Sure, but then you deserve what you get...
Posted May 24, 2011 23:14 UTC (Tue) by
iabervon (subscriber, #722)
In reply to:
Sure, but then you deserve what you get... by marcH
Parent article:
What Every C Programmer Should Know About Undefined Behavior #3/3
Actually, I suspect that gcc actually transforms the condition to "val < 0x104030200". How would gcc, a C program, compute the result of a signed overflow without risking crashing? It's more comprehensible as "step 1 assumes that, because there is no signed overflow, the arbitrary-precision value of the expression 0x03020100 + (i*0x04040404) is the value of val; step 2 notices that the condition is always true due to the limited range of the variable."

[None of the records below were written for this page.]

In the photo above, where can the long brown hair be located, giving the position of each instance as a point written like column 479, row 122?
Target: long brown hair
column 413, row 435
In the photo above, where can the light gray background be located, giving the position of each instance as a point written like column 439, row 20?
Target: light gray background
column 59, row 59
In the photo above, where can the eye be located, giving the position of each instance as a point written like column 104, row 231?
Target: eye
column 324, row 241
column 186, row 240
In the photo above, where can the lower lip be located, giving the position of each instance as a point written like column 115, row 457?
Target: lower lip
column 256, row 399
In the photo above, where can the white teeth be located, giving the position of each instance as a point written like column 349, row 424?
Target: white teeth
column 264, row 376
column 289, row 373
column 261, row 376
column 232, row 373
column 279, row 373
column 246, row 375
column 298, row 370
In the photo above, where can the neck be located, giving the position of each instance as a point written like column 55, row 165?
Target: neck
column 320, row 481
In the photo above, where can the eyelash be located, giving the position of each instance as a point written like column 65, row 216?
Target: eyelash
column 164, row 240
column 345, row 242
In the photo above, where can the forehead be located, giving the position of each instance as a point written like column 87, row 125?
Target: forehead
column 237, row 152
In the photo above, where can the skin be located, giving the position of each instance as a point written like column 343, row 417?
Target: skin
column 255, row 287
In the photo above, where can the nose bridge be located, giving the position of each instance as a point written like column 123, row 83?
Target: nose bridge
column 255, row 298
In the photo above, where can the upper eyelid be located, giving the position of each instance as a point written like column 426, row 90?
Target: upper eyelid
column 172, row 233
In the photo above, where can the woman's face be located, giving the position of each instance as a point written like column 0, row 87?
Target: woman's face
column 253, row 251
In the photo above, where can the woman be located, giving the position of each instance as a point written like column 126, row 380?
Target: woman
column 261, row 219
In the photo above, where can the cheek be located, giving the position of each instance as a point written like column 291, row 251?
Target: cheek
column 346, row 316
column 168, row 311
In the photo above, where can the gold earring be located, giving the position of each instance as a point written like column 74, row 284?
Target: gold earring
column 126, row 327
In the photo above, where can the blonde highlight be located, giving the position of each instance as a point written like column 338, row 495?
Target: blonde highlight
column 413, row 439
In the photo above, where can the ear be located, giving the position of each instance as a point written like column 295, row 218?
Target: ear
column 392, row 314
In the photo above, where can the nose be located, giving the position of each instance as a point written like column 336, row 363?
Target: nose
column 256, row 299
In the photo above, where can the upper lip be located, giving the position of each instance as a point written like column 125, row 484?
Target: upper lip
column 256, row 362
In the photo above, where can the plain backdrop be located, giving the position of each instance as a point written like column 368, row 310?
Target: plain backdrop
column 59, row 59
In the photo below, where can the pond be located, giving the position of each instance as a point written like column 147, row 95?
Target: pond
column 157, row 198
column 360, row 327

This also avoids the issue that it would be really hard to determine that "val != 0x04030200" is always true without determining that the code actually hits a signed overflow.
Actually, the first transformed code is probably:
int *value;
int val;
for (val = 0x03020100; val < 0x104030200; val += 0x04040404, value++)
*value = val;
Eliminating "i" is reasonably likely to be huge on x86 come register allocation, so it's a good optimization if it works. And gcc can assume it works because the programmer can't let signed arithmetic overflow. Of course, at this point, it already doesn't work as expected; the second optimization just makes the assembly confusing. The second optimization is really for "if (size >= 0x100000000) return -EINVAL;" where the programmer cares about a 32-bit limit in code that could be built with either 32-bit or 64-bit ints; in some builds it's important, and in all builds it's correct, but the compiler can eliminate it in cases where it doesn't matter.